My relationship with an ex-boyfriend was my inspiration for writing, He Wasn’t My Daddy. The demise of this relationship catapulted into a platform that is relevant to millions of women across the globe. This platform is that of being a “fatherless daughter.” This relationship allowed me to realize that I was a “fatherless daughter” and that I had, “daddy issues.” Thusly, I began to realize the importance of having that father figure in your life, and the detriment that can be caused when that presence is absent, as in my case.
So, I invite you to journey with me on my road to redemption and restoration. By far, it has not been an easy ride for me, but I will continue my journey and hope that those who read my story, and possibly see themselves between the pages, will be able to begin their journey as well.

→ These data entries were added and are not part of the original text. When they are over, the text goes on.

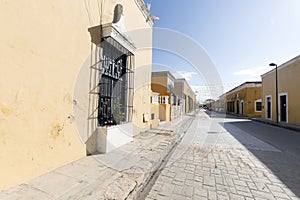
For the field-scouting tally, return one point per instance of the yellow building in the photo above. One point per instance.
(288, 92)
(163, 83)
(245, 99)
(154, 109)
(57, 57)
(187, 97)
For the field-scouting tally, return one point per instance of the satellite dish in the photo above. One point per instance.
(118, 13)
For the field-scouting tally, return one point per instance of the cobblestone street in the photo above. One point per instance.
(212, 162)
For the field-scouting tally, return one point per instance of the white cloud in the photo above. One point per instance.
(184, 74)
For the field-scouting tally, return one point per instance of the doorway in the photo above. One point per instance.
(283, 107)
(269, 107)
(242, 107)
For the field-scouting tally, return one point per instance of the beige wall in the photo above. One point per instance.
(248, 95)
(165, 112)
(288, 82)
(43, 46)
(155, 111)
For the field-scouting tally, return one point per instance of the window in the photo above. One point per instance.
(258, 105)
(115, 84)
(152, 116)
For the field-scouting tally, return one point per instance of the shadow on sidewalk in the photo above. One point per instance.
(283, 162)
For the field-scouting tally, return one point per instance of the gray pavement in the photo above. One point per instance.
(222, 158)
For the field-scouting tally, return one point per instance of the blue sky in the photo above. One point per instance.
(240, 37)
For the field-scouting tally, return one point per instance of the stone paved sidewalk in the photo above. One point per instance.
(121, 174)
(211, 163)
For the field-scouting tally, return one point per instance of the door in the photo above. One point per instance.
(242, 108)
(269, 107)
(283, 108)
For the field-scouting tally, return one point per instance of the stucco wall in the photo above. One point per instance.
(155, 111)
(288, 82)
(43, 46)
(247, 95)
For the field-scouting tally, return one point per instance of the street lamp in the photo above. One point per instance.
(276, 77)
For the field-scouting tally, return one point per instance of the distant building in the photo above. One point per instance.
(73, 82)
(288, 93)
(244, 99)
(163, 83)
(186, 97)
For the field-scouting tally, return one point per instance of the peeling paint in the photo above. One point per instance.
(6, 111)
(56, 131)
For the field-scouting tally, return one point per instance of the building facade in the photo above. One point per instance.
(245, 100)
(288, 95)
(50, 48)
(163, 83)
(186, 96)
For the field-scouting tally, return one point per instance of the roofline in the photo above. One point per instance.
(163, 73)
(282, 65)
(247, 82)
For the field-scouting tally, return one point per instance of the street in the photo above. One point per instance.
(230, 158)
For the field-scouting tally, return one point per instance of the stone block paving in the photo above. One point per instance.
(223, 169)
(121, 174)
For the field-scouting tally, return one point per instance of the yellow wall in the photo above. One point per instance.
(165, 112)
(182, 87)
(248, 95)
(288, 82)
(43, 45)
(155, 111)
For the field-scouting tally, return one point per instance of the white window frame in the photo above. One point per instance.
(242, 109)
(287, 106)
(265, 106)
(255, 109)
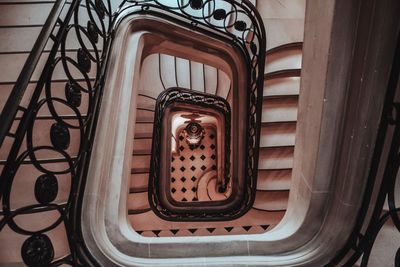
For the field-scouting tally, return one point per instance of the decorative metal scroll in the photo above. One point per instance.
(201, 100)
(61, 154)
(361, 242)
(84, 71)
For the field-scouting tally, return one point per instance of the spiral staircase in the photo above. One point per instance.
(28, 206)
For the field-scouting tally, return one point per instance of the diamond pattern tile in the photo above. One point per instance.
(192, 164)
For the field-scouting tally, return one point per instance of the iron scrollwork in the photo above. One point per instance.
(84, 72)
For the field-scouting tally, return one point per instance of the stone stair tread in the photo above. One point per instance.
(139, 180)
(145, 120)
(141, 152)
(276, 158)
(284, 59)
(143, 135)
(282, 86)
(138, 201)
(279, 109)
(140, 170)
(150, 221)
(140, 161)
(139, 144)
(271, 200)
(282, 74)
(274, 179)
(277, 134)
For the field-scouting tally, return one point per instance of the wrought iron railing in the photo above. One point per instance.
(240, 24)
(38, 250)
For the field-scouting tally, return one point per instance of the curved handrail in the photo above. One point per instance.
(11, 107)
(287, 46)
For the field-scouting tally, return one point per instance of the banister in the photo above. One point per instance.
(11, 107)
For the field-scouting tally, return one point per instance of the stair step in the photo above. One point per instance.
(276, 158)
(138, 201)
(279, 109)
(271, 200)
(136, 190)
(149, 221)
(145, 120)
(139, 180)
(274, 179)
(141, 152)
(144, 113)
(278, 134)
(146, 102)
(143, 128)
(143, 135)
(141, 161)
(142, 144)
(283, 59)
(140, 171)
(282, 86)
(282, 74)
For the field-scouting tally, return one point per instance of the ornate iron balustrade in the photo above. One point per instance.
(38, 250)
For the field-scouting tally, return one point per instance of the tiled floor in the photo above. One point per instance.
(189, 165)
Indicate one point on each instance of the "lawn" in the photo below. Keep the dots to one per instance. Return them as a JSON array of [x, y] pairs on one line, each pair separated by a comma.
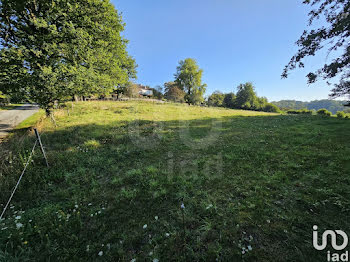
[[252, 185]]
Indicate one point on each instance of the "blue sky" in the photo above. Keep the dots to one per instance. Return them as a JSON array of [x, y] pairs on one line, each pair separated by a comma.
[[233, 42]]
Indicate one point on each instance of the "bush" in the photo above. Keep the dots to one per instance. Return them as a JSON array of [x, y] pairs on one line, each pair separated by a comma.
[[300, 111], [305, 111], [271, 108], [3, 100], [293, 112], [341, 114], [323, 112]]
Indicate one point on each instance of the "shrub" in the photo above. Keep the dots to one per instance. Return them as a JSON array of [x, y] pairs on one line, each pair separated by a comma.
[[305, 111], [341, 114], [271, 108], [301, 111], [293, 112], [3, 99], [323, 112]]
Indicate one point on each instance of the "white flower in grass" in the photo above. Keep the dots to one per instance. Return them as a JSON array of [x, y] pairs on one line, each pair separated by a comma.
[[210, 206]]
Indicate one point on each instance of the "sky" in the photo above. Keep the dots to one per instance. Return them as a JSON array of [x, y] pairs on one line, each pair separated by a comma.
[[232, 41]]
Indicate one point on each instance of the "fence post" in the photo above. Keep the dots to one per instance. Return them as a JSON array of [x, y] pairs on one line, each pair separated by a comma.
[[41, 146]]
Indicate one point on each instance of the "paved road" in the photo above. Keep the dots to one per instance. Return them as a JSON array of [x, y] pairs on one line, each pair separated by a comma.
[[11, 118]]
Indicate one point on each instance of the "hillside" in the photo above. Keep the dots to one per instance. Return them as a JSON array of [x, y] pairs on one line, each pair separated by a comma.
[[330, 105], [253, 184]]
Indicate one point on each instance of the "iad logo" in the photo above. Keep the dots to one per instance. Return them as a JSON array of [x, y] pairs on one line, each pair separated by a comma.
[[333, 236]]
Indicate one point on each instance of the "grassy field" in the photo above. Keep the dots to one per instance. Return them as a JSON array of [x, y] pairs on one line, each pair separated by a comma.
[[252, 184]]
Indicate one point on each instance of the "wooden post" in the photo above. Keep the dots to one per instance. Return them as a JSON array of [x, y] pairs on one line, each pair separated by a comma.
[[41, 146]]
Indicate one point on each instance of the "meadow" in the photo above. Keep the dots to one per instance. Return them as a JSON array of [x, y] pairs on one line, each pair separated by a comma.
[[142, 181]]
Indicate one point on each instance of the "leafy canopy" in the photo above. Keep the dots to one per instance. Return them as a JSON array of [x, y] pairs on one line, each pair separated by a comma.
[[189, 77], [335, 36], [52, 50]]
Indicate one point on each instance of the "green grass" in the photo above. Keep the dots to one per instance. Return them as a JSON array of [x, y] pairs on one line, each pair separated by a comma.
[[246, 179]]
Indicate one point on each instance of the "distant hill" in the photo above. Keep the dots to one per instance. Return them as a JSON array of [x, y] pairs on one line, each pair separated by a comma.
[[331, 105]]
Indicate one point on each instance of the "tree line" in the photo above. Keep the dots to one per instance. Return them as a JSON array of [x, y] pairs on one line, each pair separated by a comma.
[[51, 51], [331, 105]]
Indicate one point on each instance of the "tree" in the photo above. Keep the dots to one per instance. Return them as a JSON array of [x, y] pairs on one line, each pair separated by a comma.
[[158, 92], [132, 90], [52, 50], [173, 92], [230, 100], [246, 97], [335, 35], [189, 77], [271, 108], [216, 99]]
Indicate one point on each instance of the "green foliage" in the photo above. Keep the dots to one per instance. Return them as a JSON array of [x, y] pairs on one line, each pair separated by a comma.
[[337, 33], [271, 108], [229, 100], [323, 112], [132, 90], [188, 76], [52, 50], [341, 114], [303, 111], [158, 92], [4, 100], [330, 105], [259, 184], [246, 97], [173, 92], [216, 99]]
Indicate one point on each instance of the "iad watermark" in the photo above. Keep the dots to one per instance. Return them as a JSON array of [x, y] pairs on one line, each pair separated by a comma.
[[332, 256]]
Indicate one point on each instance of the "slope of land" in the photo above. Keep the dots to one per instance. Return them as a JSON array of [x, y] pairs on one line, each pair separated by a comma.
[[252, 184]]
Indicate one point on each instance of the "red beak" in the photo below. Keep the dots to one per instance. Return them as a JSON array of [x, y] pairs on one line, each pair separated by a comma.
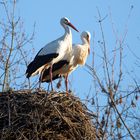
[[72, 26]]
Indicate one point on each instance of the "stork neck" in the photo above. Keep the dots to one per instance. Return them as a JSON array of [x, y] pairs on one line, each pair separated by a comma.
[[84, 41], [67, 31]]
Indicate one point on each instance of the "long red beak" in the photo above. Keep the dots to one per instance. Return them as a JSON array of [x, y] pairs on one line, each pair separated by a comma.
[[72, 26]]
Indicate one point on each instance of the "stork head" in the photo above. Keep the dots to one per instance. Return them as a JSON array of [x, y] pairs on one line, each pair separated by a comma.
[[65, 23], [85, 36]]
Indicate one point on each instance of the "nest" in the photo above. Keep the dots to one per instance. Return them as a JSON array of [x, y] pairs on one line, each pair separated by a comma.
[[38, 116]]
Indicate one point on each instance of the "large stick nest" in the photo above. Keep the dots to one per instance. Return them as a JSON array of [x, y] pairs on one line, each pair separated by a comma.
[[38, 116]]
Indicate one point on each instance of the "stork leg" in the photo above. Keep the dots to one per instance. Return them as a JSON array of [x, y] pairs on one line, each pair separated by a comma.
[[51, 76], [66, 84], [40, 79]]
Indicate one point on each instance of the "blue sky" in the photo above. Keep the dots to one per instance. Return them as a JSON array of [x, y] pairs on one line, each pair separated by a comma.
[[83, 14]]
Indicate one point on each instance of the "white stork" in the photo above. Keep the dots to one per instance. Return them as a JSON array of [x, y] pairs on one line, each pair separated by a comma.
[[64, 67], [52, 52]]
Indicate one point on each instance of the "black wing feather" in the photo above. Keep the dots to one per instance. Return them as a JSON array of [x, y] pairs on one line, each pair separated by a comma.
[[38, 62], [55, 67]]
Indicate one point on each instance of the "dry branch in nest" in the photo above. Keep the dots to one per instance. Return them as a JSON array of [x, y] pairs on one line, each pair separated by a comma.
[[38, 116]]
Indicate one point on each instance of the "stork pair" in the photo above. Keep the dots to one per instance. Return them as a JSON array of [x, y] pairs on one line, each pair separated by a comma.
[[59, 57]]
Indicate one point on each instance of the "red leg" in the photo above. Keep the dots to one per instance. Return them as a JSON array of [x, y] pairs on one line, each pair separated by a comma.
[[51, 76], [66, 84]]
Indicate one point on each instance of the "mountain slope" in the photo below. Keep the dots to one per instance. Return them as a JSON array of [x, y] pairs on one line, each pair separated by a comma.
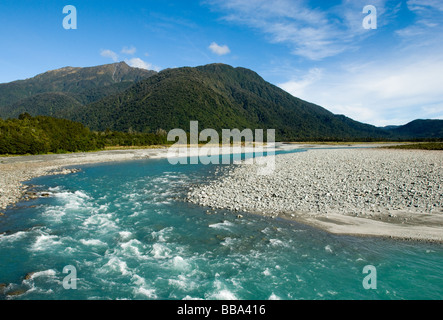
[[58, 88], [219, 97]]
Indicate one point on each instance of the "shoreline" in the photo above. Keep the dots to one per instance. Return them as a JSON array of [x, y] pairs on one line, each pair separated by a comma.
[[357, 192], [389, 224]]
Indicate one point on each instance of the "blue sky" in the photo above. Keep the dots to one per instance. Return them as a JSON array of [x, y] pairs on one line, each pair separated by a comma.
[[316, 50]]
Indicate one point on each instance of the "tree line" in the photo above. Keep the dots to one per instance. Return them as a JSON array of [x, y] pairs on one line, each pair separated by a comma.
[[43, 134]]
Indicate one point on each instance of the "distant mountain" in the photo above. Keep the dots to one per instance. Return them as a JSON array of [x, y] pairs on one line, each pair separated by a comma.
[[121, 98], [219, 97], [418, 129], [54, 92]]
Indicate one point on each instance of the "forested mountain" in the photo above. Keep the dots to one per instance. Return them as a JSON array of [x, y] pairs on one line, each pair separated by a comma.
[[219, 97], [55, 92], [117, 97], [42, 134]]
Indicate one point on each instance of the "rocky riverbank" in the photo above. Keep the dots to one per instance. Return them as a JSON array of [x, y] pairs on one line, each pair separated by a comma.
[[377, 192], [15, 171]]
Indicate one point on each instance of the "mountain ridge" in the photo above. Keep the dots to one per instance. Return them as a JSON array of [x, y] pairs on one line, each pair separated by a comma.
[[219, 96], [85, 85]]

The biggest challenge I face while writing the book was having to relive some painful situations and recall some painful memories. It took a lot of strength to get through writing many off the chapters, as they are true reflections of my life and recant very painful experiences that I have endured. However, in an attempt to deliver something that was as authentic as possible, I had to ensure that I captured all of what I experienced and felt in my life, especially during those pivotal times. I'm hopeful that readers will appreciate this emotional sacrifice.
I want readers to take away that if I can make it, Lord knows they can too! I mean, the struggle is definitely real, and there will be days that seem unbearable. However, I want to be the voice that says, “You can make it. Don’t give up and stay the course.” Look at the bright side, having the opportunity to reconnect to your father, or any parent is a blessing. It allows you to learn more about yourself, repair other broken relationships, set realistic expectations and ways of being for romantic relationships, and it opens up so many doors for emotional healing.
Lastly, I want readers to realize just how much not having a relationship with a parent can affect romantic relationships. We wonder why we as women put up with so much from the men in our lives; here is a good reason why!
I love to journal when I'm feeling down, anxious, or simply want to relieve some thoughts. I don't know how much of a surprise that is to people who know me, or even people who don't seeing as how I'm writing a book about my life - LOL. But, seriously, I have found journaling to be such a good way to relieve some stress and get your thoughts and feelings out in a very organic way. I'm so excited to be able to share the experience of journaling with my readers in the book, in a very special way! It's a surprise, of course!